Le bon état d’esprit

C’est plutôt par rapport à la situation que je ne parviens pas à me déterminer. Je vois bien que je m’y prends mal, que je n’ai toujours pas trouvé le bon état d’esprit, mais… Je crois que je recherche une façon de voir que je ne connais pas. Du moins pas pour l’instant. La bonne attitude. En revanche j’ignore pourquoi je l’ai perdue. Apparemment ce sont les éléments nouveaux qui ne sont pas assimilés. Le fait de me savoir capable de faire mon travail change beaucoup de choses.
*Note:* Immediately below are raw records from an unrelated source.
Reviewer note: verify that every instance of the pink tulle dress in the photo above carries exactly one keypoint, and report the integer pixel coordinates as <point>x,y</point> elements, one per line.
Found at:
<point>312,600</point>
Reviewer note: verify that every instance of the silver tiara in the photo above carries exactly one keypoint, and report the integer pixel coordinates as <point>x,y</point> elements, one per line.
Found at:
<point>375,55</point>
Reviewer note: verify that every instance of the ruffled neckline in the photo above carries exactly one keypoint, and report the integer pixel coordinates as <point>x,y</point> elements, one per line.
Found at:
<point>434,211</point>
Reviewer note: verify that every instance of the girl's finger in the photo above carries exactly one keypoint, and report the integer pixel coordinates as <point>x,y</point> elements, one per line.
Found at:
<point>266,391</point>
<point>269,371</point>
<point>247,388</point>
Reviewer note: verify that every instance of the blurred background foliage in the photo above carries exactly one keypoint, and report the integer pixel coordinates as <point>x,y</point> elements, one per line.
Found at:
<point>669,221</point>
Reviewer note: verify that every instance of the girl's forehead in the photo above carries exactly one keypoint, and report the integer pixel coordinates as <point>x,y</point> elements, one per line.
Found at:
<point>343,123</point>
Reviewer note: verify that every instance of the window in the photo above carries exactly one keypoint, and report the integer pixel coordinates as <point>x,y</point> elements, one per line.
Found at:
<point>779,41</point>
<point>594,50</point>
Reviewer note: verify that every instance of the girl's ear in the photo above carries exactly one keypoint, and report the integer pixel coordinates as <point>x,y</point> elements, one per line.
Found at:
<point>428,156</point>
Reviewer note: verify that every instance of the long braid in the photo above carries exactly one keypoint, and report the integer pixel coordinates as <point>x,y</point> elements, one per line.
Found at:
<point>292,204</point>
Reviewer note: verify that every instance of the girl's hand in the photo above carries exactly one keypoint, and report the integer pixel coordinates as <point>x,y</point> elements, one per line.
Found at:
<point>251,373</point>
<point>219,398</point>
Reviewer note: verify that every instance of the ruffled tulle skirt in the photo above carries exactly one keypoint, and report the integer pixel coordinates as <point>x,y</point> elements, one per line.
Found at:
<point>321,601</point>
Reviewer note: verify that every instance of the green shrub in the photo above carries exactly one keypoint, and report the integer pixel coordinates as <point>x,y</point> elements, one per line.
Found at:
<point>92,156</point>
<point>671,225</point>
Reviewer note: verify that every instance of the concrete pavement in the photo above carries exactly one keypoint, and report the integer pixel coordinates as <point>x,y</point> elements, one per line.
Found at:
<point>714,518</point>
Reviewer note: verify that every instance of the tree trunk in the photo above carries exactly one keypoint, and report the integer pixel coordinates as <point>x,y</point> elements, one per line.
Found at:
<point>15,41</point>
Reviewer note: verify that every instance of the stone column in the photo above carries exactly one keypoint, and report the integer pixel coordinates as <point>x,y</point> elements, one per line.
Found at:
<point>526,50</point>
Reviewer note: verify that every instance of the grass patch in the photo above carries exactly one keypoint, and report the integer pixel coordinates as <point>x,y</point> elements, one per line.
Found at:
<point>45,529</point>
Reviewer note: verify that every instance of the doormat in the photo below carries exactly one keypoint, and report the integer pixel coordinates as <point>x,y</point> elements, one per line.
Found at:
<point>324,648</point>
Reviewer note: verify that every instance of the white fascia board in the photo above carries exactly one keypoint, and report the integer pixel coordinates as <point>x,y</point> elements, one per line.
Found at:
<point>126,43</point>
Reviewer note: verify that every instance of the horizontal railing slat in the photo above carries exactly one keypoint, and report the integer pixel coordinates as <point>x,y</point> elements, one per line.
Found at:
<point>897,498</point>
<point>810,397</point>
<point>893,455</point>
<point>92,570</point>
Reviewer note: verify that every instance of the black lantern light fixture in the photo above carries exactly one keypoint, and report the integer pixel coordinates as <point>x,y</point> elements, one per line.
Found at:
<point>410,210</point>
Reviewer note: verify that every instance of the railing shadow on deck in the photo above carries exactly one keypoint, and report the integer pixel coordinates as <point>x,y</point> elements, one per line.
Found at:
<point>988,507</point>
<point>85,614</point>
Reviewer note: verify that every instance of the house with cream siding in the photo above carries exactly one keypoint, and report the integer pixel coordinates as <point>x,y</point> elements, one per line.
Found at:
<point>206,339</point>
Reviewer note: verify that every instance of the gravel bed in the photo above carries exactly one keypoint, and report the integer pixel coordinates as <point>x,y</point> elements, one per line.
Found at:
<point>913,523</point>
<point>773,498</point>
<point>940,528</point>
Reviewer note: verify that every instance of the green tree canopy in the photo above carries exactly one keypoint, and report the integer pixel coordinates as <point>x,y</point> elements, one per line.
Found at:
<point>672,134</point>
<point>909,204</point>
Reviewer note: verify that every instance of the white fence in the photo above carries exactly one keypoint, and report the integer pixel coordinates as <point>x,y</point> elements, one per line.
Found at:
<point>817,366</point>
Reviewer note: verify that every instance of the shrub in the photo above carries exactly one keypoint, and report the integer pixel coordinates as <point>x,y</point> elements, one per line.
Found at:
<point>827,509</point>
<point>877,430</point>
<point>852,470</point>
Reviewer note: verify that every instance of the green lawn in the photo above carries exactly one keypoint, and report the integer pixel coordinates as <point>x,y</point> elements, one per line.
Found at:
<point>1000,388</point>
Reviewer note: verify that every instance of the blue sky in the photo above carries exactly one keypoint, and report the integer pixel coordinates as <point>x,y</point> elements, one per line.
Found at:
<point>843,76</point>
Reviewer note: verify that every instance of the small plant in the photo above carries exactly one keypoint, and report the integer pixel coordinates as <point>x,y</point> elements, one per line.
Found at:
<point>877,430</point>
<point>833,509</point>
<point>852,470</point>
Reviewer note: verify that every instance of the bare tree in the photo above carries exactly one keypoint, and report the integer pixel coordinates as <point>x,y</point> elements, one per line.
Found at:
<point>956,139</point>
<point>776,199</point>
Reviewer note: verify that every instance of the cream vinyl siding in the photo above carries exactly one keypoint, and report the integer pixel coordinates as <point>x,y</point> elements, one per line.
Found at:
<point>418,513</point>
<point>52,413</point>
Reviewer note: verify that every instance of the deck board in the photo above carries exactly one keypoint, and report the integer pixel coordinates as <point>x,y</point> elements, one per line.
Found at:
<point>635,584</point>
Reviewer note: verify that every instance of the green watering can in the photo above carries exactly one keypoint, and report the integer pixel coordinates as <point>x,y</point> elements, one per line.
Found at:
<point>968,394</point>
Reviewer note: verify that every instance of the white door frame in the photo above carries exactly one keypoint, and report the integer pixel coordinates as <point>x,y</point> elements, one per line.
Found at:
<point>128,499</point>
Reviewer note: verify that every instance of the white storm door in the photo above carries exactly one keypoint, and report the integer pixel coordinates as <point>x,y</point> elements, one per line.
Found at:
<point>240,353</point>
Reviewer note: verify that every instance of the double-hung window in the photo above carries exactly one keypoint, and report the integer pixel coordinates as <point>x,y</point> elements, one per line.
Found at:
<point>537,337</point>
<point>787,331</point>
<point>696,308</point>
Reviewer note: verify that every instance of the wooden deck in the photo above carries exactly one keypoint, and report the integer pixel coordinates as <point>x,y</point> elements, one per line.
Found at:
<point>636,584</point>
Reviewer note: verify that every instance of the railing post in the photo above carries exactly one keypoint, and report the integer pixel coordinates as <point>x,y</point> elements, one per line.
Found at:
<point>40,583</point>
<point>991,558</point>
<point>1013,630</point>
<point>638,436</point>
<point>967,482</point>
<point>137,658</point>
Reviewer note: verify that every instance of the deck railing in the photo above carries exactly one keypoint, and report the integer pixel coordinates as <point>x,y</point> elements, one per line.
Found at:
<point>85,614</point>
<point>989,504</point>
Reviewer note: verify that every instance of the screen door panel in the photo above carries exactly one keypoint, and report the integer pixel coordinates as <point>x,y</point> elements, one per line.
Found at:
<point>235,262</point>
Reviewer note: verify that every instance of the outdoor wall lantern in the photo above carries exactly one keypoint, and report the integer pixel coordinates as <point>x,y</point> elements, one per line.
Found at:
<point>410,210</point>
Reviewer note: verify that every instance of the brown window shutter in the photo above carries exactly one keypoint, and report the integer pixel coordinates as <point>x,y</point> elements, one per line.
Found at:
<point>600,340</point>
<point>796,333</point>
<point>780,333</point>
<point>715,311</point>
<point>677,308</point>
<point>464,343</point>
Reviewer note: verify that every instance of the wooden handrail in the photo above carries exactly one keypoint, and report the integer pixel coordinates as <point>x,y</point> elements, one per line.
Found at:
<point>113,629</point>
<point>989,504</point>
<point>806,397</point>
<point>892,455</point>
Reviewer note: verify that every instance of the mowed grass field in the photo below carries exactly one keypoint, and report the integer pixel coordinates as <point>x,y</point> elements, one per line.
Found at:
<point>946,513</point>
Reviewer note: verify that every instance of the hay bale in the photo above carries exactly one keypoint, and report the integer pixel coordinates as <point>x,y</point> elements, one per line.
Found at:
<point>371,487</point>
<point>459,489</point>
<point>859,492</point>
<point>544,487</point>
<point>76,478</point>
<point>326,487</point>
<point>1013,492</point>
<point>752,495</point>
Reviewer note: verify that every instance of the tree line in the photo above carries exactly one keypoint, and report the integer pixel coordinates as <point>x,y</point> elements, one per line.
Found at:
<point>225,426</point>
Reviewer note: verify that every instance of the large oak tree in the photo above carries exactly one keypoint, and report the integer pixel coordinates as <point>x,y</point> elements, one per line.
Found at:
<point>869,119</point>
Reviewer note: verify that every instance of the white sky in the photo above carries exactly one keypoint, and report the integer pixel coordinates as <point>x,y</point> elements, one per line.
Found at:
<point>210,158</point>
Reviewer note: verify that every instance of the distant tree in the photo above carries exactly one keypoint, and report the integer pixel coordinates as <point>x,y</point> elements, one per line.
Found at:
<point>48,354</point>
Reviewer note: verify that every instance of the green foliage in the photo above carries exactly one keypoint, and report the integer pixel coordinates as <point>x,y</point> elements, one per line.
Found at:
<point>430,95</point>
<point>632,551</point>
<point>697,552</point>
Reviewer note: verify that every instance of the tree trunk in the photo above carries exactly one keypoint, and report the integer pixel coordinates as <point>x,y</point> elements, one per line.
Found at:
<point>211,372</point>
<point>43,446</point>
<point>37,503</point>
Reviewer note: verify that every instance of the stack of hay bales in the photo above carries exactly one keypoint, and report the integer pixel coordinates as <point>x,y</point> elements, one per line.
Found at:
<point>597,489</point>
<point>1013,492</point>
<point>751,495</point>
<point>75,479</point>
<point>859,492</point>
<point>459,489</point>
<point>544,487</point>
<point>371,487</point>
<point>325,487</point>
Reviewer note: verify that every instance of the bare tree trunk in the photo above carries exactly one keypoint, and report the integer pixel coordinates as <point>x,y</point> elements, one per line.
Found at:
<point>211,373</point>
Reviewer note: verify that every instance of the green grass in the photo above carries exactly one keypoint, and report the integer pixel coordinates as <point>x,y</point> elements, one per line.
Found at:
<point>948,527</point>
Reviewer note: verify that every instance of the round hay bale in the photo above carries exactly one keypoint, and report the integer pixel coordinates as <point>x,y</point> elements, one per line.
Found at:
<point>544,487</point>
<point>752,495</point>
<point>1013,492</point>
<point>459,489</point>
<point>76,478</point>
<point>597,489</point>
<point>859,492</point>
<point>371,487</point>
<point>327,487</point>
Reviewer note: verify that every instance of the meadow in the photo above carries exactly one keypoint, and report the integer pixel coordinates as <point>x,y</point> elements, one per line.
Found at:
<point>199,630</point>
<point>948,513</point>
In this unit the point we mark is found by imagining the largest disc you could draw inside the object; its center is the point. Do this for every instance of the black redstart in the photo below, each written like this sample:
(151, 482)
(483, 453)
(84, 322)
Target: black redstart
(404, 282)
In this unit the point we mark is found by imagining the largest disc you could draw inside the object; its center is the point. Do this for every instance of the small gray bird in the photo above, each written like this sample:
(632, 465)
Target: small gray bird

Même si je sais que je suis loin de le faire correctement. Il reste que ça semble extrêmement plaisant. Mais que ce sentiment doit être dépassé. C’est de la suffisance. Un certain contentement. Me manque l’impression d’avoir à faire mes preuves. Cela va revenir, mais je ne sais pas quand. L’inconvénient est que cela me ferme l’horizon. J’ai l’impression de tourner en rond. Comme si je craignais de sortir des sentiers battus. Il faut oser rejoindre le caprice suivant, tenter de digérer de nouvelles influences. J’ai l’impression d’avoir à franchir un obstacle, mais je sais que c’est moi qui l’ai imaginé. C’est ma timidité qui invente l’obstacle.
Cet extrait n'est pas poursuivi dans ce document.